DRAFT status — autoApproval=true bypasses manual review, not submission. You always need to call submit-registry-record-for-approval.
The Registry in the AgentCore ecosystem
The Registry doesn't live alone — it integrates into the full Bedrock AgentCore suite: Runtime (serverless deployment), Gateway (APIs and third-party services exposed as MCP), Identity (authentication and credentials), Memory (contextual persistence), Policy (Cedar guardrails), and Observability (OpenTelemetry tracing).
The Registry is the cross-cutting discovery layer that connects them all.
An agent deployed on Runtime can query the Registry to find tools available via Gateway. Identity secures access to the Registry and provides credentials to synchronize metadata from remote MCP servers. Policy governs who has access to what. Everything is traced by Observability.
This integration is what elevates AgentCore from a collection of services to an enterprise platform.
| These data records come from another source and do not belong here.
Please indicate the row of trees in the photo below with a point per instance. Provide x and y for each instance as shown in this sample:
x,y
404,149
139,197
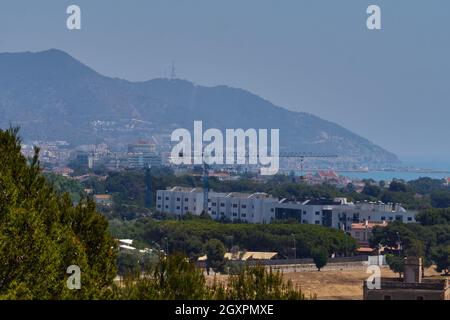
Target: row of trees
x,y
42,234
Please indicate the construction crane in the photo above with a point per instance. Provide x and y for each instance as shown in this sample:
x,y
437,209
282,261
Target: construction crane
x,y
300,155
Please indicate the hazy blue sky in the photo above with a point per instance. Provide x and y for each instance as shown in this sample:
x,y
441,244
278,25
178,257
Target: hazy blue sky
x,y
391,86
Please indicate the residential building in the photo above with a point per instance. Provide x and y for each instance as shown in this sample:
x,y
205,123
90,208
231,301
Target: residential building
x,y
411,287
362,231
262,208
104,200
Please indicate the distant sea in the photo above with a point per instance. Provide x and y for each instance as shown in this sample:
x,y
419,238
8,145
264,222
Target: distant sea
x,y
390,175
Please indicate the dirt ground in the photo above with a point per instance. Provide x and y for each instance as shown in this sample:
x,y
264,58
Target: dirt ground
x,y
333,285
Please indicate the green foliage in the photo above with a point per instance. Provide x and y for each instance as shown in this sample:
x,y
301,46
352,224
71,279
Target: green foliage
x,y
320,257
433,217
42,234
440,199
396,264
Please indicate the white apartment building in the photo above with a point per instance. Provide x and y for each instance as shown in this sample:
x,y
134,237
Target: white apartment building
x,y
261,208
252,208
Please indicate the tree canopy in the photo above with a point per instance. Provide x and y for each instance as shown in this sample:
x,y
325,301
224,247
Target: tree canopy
x,y
42,234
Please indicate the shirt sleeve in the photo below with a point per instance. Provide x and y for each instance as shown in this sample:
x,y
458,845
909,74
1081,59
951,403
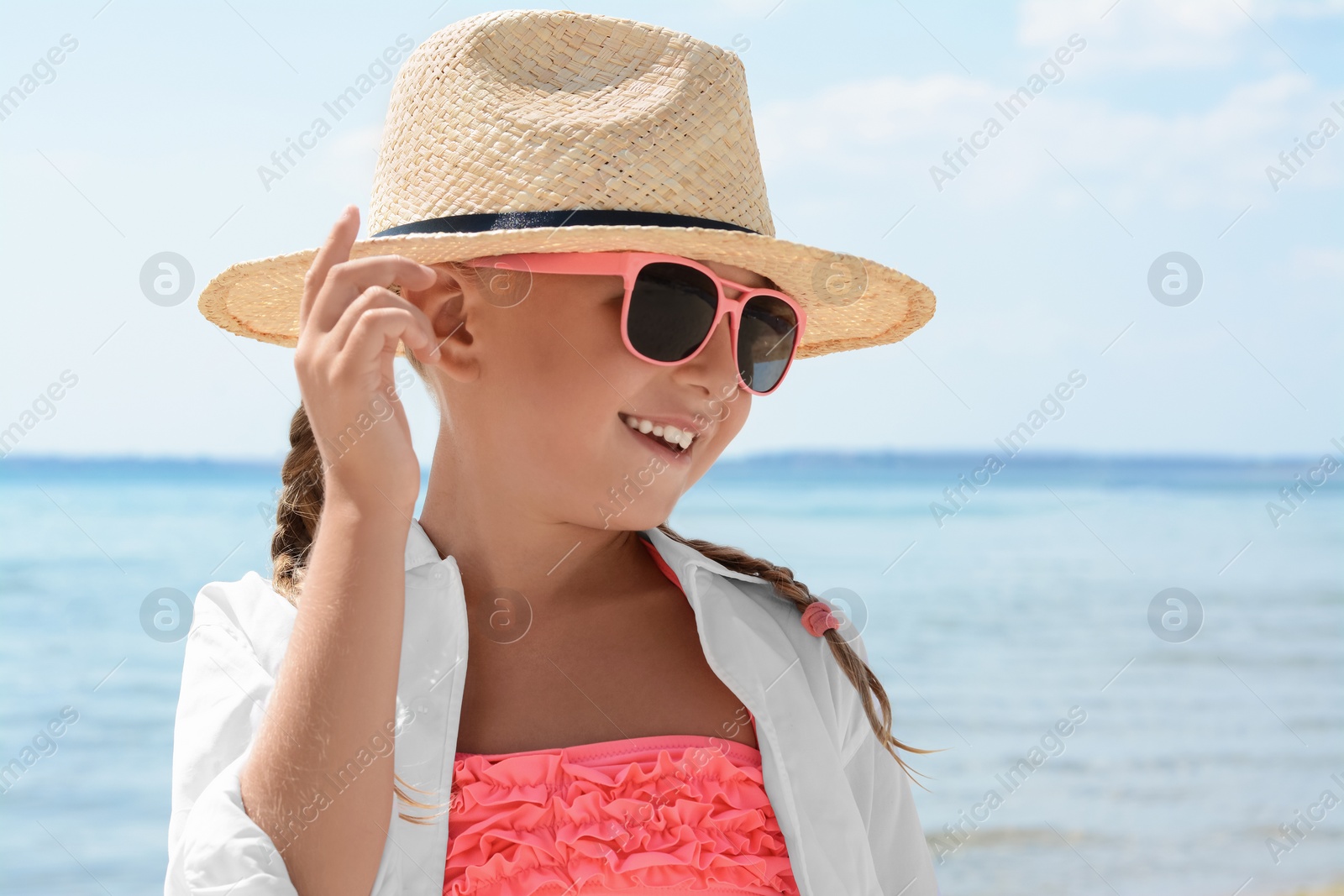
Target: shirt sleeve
x,y
214,846
882,793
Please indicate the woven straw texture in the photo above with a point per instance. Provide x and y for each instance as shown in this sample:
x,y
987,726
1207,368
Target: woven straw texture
x,y
544,110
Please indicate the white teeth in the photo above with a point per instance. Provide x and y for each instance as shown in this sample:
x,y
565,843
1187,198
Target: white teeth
x,y
669,434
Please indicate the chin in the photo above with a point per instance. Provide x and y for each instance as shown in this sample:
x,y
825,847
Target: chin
x,y
638,501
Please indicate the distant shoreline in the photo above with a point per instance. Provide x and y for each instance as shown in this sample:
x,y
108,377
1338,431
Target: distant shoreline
x,y
1025,469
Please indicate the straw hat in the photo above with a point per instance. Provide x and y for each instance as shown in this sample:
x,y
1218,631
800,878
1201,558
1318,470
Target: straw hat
x,y
554,130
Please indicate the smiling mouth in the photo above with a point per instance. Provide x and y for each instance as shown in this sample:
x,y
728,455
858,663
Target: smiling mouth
x,y
665,436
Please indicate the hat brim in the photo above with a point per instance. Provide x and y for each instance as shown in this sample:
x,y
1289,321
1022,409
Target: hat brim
x,y
851,302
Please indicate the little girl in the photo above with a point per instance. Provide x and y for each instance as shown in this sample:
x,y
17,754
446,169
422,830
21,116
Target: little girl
x,y
554,692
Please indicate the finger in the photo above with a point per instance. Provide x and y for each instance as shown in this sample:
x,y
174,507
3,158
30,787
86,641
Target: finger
x,y
347,280
367,301
335,250
378,331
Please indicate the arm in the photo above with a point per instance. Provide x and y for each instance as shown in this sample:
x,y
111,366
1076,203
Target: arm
x,y
335,692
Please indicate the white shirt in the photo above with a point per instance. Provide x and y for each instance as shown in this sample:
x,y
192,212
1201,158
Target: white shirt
x,y
843,804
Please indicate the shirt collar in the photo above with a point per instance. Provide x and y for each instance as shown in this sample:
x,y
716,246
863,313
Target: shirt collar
x,y
420,551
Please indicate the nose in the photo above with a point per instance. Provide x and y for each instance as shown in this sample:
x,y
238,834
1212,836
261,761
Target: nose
x,y
714,369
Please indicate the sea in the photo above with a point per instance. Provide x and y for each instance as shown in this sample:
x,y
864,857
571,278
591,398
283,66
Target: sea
x,y
1131,669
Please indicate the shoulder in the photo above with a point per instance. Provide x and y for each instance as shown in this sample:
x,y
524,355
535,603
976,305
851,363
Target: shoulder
x,y
832,691
249,611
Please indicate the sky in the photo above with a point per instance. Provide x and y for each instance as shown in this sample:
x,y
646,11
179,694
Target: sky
x,y
1166,139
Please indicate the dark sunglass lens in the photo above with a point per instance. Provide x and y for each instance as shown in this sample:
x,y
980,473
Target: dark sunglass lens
x,y
766,338
671,311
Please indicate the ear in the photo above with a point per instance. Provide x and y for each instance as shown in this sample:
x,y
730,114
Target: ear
x,y
452,316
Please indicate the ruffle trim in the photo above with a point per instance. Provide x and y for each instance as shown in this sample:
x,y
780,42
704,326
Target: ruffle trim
x,y
663,813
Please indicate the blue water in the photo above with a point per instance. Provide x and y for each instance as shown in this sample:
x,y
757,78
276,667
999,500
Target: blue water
x,y
1030,602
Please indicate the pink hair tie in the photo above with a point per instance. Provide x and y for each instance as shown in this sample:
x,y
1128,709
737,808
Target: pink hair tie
x,y
817,617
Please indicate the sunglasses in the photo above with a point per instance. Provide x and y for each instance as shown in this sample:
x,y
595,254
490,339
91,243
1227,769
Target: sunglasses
x,y
674,304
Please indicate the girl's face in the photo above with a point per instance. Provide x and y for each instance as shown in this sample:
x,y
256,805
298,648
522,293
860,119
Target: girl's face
x,y
538,391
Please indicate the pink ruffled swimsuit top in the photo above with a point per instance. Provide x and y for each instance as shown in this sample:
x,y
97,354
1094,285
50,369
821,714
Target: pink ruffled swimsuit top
x,y
663,815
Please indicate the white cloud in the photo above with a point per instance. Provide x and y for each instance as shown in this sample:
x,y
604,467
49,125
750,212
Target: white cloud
x,y
890,132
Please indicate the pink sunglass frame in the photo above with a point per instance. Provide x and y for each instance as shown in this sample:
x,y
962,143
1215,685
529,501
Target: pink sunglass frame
x,y
628,265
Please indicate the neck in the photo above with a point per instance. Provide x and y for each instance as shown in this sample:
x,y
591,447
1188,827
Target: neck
x,y
501,540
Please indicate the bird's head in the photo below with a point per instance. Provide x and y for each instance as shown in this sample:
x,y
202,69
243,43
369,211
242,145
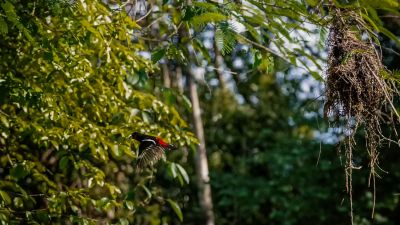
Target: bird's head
x,y
136,135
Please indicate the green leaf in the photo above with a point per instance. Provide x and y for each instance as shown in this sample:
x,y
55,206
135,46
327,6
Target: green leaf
x,y
187,102
183,173
129,205
172,169
3,26
19,171
6,198
208,17
63,163
18,202
176,209
158,54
And the fact that the Registry is a standard MCP endpoint opens the door to agents that dynamically discover available tools in the organization and invoke them — without any prior configuration.
What's next?
This guide covers the simplest case — a skill published in a registry with Cognito authentication. But the registry supports many other scenarios.
You can publish MCP servers with automatic synchronization: the registry periodically retrieves metadata from the remote MCP endpoint and updates the record, ensuring the catalog stays up to date without manual intervention. You can also configure approval workflows via EventBridge to integrate the registry into the organization's existing review processes — a submitted record can trigger a Jira ticket, a Slack notification, or a Step Functions pipeline.
For other identity providers (Okta, Azure AD), the setup is virtually identical — you replace the discoveryUrl as mentioned in step 1. Dynamic Client Registration (DCR) simplifies the configuration even further: no need to specify a clientId in the .mcp.json anymore, the client registers itself automatically. The MCP endpoint documentation details the configurations for each provider.
Just as the data catalog became a prerequisite for data-driven organizations (for those that truly are), the agent registry is becoming the foundation of agent-driven organizations. The difference is that this time, the consumers are not just humans — they're also agents.